Components of a Hive Function

The key components required to run a Spectrum™ Data & Address Quality for Big Data SDK Hive UDF are:

JAR File

The Spectrum™ Data & Address Quality for Big Data SDK Hive JAR file of the module to which the desired Data Quality Hive UDF belongs. This must be registered before using any UDF.

Job UDF / UDAF

Each Data Quality job is provided as either a User Defined Function (UDF) or a User Defined Aggregation Function (UDAF).

Alias

The alias assigned to a Hive UDF. This is optional.

Configurations

The rules specified in JSON format, and other configuration details, based on which the job is to be run.

Reference Data

The reference data can reside on Hadoop Distributed File System (HDFS) or locally on cluster machines.

On HDFS, the reference data can be in any of these two formats:

As files
As archive

In case of local placement, the reference data must be present on each node of the cluster at the same path.

Header

The header fields of the input table, in comma-separated format.

Input Table

The table which provides the input records respectively for the Hive UDF to be run.

Candidate Table

The table which provides the candidate records for the Hive UDF to be run, in case of the Interflow Match UDAF.

Suspect Table

The table which provides the suspect records for the Hive UDF to be run, in case of Interflow Match UDAF.

hive.fetch.task.conversion

To convert select queries to a single FETCH task, minimizing latency.

Set the value to none or minimal. Default is minimal.

Note: This configuration is required for all UDFs.

hive.map.aggr

To turn the aggregation of data between Mapper and Reducer on or off, set this Hive environment variable to false. By default, it is true and the data is aggregated.

Set this value to false for all Hive jobs in the SDK.

Note: This configuration is required for all UDAFs.

General Configurations

The memory configurations required to run the job.

Note: This configuration is required only for Universal Addressing Module Hive UDAFs.

Input Configurations

The settings for the input data.

Note: This configuration is required only for Universal Addressing Module Hive UDAFs.

Engine Configurations

To set various configurations, such as database settings, COBOL runtime path, preloading type.

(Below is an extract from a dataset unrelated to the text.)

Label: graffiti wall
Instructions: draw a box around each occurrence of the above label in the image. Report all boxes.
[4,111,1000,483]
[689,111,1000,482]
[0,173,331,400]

Note: This configuration is required only for Universal Addressing Module Hive UDAFs.

LD_LIBRARY_PATH

To set this environment variable to the paths of the various COBOL libraries required while running the Hive jobs.

Note: This configuration is required only for the Validate Address Hive UDF.

Process Type

To specify the desired validation level to be used in a particular Hive job of the SDK. Currently, only address validation is supported.

Set this value to VALIDATE.

Note: This configuration is required only for the Validate Address and Validate Address Loqate Hive UDAFs.

Output

The output of the Hive UDF, which may be displayed on the console or dumped to an output file.

Query

The query to run the required Hive UDF.

For each job, you can achieve any of these using the applicable query syntax:

Display the output of the job on the console.
Dump the output of the job in a designated output file.